Weekly St. Helena Star Column

Thursday, August 07, 2008

 

WHEN NO FENCES MEAN GOOD NEIGHBORS

Conventional wisdom has it that good fences make good neighbors. For most people, that is probably true. Of course most people don’t live in the Napa Valley. On the other hand, most people don’t mind telling us how to live up here.

I have no more authority than the next fella to tell folks how to live here, or anywhere else. But anyone can make some observations, which are evident to some of us, but for some reason obscure to others.

One of the unmentioned delights of living in the Upper Valley is that one can get on a horse and ride from St. Helena to Calistoga and never have to go through a fence. One can do the same thing heading south and with a little finagling, probably make it all the way to the Napa City Limits without ever leaving the saddle.

That’s some 30 odd miles of adjacent vineyards where farmers have managed to work together closely enough, that they don’t have to fence out their neighbors. That ought to tell you something about the culture which existed here, before you or I arrived.

The vineyards, of course, are not communal. They are each privately held. Yet, neighbors, by custom or (occasionally) by deeded easements, share vineyard avenues and turn around areas for tractors.

Though your property ends here, you can turn your tractor around on my land, as long as I can do it on yours, is the credo. Such arrangements allow maximum use of the farming land for vineyard production.

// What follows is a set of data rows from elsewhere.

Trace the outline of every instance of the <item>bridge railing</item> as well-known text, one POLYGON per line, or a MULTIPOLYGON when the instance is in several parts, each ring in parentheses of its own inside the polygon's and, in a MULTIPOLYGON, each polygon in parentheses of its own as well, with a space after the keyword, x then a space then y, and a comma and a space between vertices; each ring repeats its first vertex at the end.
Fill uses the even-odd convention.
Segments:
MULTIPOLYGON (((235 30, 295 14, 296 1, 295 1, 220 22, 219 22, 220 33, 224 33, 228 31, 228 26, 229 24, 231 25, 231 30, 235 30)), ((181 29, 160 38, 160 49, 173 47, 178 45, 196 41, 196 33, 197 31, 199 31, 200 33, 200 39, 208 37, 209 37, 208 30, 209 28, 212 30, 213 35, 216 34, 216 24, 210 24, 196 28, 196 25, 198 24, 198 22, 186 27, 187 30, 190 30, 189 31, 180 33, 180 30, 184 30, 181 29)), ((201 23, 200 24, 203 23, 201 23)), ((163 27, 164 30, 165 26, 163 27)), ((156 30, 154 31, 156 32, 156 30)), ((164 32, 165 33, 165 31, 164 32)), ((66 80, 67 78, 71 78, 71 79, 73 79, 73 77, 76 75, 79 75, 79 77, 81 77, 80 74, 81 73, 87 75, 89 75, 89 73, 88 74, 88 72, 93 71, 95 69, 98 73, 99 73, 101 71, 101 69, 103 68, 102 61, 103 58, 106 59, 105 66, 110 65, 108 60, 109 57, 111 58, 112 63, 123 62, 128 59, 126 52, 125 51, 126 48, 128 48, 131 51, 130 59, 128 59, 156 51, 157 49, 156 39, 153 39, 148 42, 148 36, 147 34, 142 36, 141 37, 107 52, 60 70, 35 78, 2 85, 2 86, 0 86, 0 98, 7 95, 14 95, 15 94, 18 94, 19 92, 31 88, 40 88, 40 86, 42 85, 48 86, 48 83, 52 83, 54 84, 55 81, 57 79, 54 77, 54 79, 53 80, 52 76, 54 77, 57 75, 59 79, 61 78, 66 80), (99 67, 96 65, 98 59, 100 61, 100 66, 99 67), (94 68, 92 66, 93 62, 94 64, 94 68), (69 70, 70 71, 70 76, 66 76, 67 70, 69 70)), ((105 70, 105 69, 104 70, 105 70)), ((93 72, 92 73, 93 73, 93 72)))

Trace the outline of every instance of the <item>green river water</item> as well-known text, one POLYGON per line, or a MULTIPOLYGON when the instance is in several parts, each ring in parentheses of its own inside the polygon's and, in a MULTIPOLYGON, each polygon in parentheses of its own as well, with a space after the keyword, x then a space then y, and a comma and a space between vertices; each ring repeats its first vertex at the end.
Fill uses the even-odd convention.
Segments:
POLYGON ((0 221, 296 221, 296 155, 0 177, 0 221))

This tradition began soon after George Yount arrived in 1834. There was enough land and a small enough population that common areas could be shared. Historically, this has been typical world wide. Small populations on large land areas can share resources with little conflict simply because there is enough to go around. As the populations grow and the resources become more stressed privatization takes hold as individuals realize that when their investment in time, energy and capital exceeds those of others, it becomes irrational to share equally. (Something about the ant and the grasshopper).

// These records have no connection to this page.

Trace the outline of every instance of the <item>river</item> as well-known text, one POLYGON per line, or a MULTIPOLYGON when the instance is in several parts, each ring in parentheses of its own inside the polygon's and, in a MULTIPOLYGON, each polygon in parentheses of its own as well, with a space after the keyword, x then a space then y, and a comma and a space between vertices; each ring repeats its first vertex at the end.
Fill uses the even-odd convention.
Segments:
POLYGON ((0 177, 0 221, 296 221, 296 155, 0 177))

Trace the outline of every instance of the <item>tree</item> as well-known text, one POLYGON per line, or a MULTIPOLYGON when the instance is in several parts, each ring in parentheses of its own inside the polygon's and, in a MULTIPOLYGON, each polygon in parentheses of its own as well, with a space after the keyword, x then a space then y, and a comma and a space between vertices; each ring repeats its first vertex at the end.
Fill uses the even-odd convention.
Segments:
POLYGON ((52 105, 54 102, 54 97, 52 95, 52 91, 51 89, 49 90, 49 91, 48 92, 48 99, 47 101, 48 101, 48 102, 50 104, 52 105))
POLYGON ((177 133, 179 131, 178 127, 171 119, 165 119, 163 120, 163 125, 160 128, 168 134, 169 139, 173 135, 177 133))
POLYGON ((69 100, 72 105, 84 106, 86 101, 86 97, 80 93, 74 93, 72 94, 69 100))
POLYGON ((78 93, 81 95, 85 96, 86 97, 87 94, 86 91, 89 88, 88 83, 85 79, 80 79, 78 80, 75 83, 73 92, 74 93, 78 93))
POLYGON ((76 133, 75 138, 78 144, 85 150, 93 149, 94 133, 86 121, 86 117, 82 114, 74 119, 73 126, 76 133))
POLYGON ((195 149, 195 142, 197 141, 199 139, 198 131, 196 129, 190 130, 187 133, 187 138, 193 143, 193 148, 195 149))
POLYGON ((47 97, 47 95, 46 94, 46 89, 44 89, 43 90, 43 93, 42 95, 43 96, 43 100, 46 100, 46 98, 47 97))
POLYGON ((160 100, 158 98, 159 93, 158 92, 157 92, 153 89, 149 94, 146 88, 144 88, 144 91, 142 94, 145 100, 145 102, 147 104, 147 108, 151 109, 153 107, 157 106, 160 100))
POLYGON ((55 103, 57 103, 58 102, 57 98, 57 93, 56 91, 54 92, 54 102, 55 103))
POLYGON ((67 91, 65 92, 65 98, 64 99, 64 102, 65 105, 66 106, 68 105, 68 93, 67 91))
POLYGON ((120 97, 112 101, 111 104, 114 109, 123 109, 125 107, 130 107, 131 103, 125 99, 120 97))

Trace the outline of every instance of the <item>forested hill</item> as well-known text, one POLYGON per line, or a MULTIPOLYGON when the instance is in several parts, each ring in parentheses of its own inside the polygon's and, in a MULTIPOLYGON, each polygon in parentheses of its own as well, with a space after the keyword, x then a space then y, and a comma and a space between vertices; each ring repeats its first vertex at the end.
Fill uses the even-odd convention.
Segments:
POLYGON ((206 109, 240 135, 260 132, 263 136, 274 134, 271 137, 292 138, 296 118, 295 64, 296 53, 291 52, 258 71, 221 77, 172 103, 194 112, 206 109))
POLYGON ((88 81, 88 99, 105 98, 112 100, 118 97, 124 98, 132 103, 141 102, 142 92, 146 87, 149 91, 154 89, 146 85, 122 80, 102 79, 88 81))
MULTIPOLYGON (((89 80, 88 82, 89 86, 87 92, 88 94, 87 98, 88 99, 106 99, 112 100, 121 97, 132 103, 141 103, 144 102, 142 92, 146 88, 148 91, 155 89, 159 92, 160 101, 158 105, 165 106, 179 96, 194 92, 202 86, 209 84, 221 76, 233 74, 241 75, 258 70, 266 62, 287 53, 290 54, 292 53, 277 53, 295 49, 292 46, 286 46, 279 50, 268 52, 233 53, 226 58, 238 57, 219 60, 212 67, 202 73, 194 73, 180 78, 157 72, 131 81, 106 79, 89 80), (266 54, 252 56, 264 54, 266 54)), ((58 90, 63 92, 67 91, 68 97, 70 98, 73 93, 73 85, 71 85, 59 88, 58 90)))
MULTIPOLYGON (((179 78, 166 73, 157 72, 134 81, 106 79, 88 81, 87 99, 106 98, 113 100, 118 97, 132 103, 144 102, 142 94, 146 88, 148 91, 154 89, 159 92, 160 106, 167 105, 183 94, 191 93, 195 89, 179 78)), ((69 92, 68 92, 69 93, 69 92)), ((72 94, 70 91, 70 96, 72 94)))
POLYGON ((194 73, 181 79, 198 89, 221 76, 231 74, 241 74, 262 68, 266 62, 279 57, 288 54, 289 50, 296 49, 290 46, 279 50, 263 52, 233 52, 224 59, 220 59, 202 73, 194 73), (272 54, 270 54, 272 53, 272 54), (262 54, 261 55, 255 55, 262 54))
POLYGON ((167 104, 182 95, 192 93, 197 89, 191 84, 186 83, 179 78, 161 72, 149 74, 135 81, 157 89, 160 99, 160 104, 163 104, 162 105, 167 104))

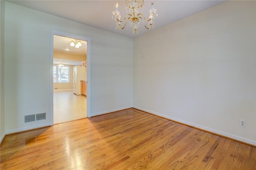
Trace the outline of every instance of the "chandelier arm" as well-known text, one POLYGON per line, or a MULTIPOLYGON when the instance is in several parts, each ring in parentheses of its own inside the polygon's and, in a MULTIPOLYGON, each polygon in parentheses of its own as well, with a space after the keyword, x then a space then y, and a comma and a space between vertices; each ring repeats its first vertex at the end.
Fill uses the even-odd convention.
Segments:
POLYGON ((141 17, 139 17, 139 15, 141 15, 141 16, 142 16, 142 18, 143 18, 143 19, 144 19, 144 20, 145 20, 145 21, 150 21, 150 20, 152 20, 152 19, 151 19, 151 18, 150 18, 149 19, 147 20, 146 18, 145 18, 145 17, 143 15, 143 14, 142 14, 142 13, 139 13, 139 14, 138 14, 138 15, 137 15, 137 16, 138 17, 140 18, 141 18, 142 19, 142 18, 141 17))
POLYGON ((126 22, 125 22, 125 24, 124 24, 124 26, 123 27, 120 27, 121 25, 118 24, 118 28, 119 28, 119 29, 120 30, 122 30, 124 28, 124 27, 125 27, 125 26, 126 25, 126 24, 127 24, 127 22, 128 22, 128 21, 130 20, 130 17, 129 17, 129 18, 128 18, 128 20, 126 20, 126 22))
MULTIPOLYGON (((122 22, 124 21, 124 20, 126 19, 126 18, 127 18, 127 17, 128 16, 132 16, 132 15, 131 15, 130 14, 128 14, 127 15, 126 15, 126 16, 125 16, 125 17, 124 17, 124 19, 122 20, 122 21, 120 20, 118 20, 118 18, 116 18, 116 20, 118 22, 122 22)), ((129 20, 129 18, 128 19, 128 20, 129 20)), ((126 21, 126 23, 127 22, 126 21)))

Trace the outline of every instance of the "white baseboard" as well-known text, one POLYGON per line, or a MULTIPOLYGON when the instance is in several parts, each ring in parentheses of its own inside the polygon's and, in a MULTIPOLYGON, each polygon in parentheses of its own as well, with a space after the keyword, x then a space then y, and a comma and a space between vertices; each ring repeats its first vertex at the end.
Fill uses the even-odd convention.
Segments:
POLYGON ((5 134, 5 132, 4 132, 4 133, 1 135, 1 137, 0 138, 0 143, 1 143, 3 141, 3 140, 4 138, 4 137, 5 137, 5 135, 6 134, 5 134))
POLYGON ((103 114, 106 114, 106 113, 111 113, 111 112, 116 112, 116 111, 121 111, 122 110, 127 109, 130 109, 130 108, 131 108, 132 107, 133 107, 132 106, 128 106, 128 107, 122 107, 122 108, 120 108, 116 109, 113 109, 113 110, 109 110, 108 111, 104 111, 104 112, 99 112, 99 113, 96 113, 92 114, 91 116, 92 117, 95 116, 98 116, 98 115, 103 115, 103 114))
POLYGON ((58 90, 53 90, 53 91, 73 91, 73 89, 60 89, 58 90))
POLYGON ((254 141, 251 139, 244 138, 243 138, 242 137, 239 136, 234 134, 230 134, 229 133, 226 133, 224 132, 222 132, 221 131, 218 130, 216 129, 214 129, 210 128, 207 127, 204 127, 203 126, 201 126, 199 125, 197 125, 195 123, 192 123, 191 122, 188 122, 185 121, 184 121, 183 120, 181 120, 175 118, 174 117, 167 116, 165 115, 163 115, 163 114, 159 113, 156 112, 153 112, 152 111, 150 111, 147 109, 144 109, 138 107, 137 106, 133 106, 132 107, 135 109, 137 109, 139 110, 141 110, 142 111, 144 111, 146 112, 148 112, 149 113, 152 114, 153 115, 156 115, 159 116, 163 117, 164 117, 164 118, 168 119, 170 119, 171 120, 175 121, 177 122, 179 122, 182 123, 183 123, 184 124, 187 125, 189 125, 193 127, 199 128, 200 129, 203 129, 209 132, 211 132, 213 133, 216 133, 216 134, 218 134, 222 136, 224 136, 227 137, 228 138, 232 138, 238 140, 239 140, 242 142, 244 142, 246 143, 247 143, 248 144, 254 145, 254 146, 256 146, 256 141, 254 141))
POLYGON ((28 130, 29 130, 37 128, 39 128, 40 127, 47 127, 50 126, 50 123, 44 123, 42 124, 40 124, 37 125, 31 126, 29 127, 25 127, 16 128, 15 129, 12 129, 9 130, 6 130, 5 131, 6 134, 10 134, 11 133, 16 133, 17 132, 22 132, 22 131, 28 130))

Studies have shown that certain Indian fisherman at the mouth of a river might share lots of common areas. As one goes up stream, and fish are fewer and harder to catch, tribes begin to share less and less. Why? The labor increases to catch the diminishing quarry--until one nears the source of the river where crude stone traps are used to catch the fish. Here, sharing becomes non-existent. Why? Rationality takes over.

He who puts forth the effort to make the trap, gets to keep the fish. Why would one who put the effort in to build the trap, share his catch with his non-industrious neighbor?

Now as populations increase, the pressures on resources increase, and the value of all commodities, including land goes up. The common areas must be abandoned. The consequences of this inevitable series of events is explained eloquently in Garret Hardin’s landmark work, The Tragedy of the Commons .

To avoid the Tragedy of the Commons, where all must perish in ecological anarchy, privatization leaps to the fore and individuals or clans agree to abide by mutually beneficial rules. Hardin calls this Mutual coercion mutually agreed upon. We refer to it as Law.

The rule of law permits us to live in congested areas with diminishing resources. Private property insures that rational human beings will use the land to its highest and best use, or sell it to someone who will. This is what protects us all from the Tragedy of the Commons.

Yet, today, in the Napa Valley we now have unelected officials, wanting to de-privatize the land, and dictate to farmers what crops to grow. Rather than let the marketplace dictate whether grapes are a viable crop or not, we are fortunate enough to have outsiders writing in local papers that, even though grape farming is lucrative, that the farmers must be prepared to give up some vines for other crops.

Often, this totalitarian approach is offered up by groups masquarding as environmentalists. I guess we, the people, are lucky to have them here to watch out for us.

These folks are convinced that they are wiser than thee, me, and the market place. No doubt they are. Their point is that if too much of one variety is planted (and yes, we had a surplus of Merlot last year) we should follow their lead and be forced to plant Green Hungarian (or maybe wheat) instead.

But what about Quis custodies ipsos custodes? --Who shall watch the watchers? John Adams said that we must have a "government of laws and not men." As Hardin points out, bureaucratic administrators, trying to evaluate the morality of acts in the total system, are singularly liable to corruption. Thus producing a government by men, not laws.

The radical environmentalists’ approach of planned economies was tried in Eastern Europe. It is still being practiced in China and Cuba. No doubt if given a chance, it will work just as well here, won’t it?

Yes. This Valley was beautiful before the white man came. Yet, it is even more beautiful today. Yes. We have traffic. We have pollution. We are putting a strain on water. But the land is productive and ordinary people have been pulled from the ranks of poverty and back breaking labor to a standard of living rarely matched anywhere on this globe.

Free markets and old fashioned rugged individualism made it happen. How did we ever get this way without those other folks telling us how to do it?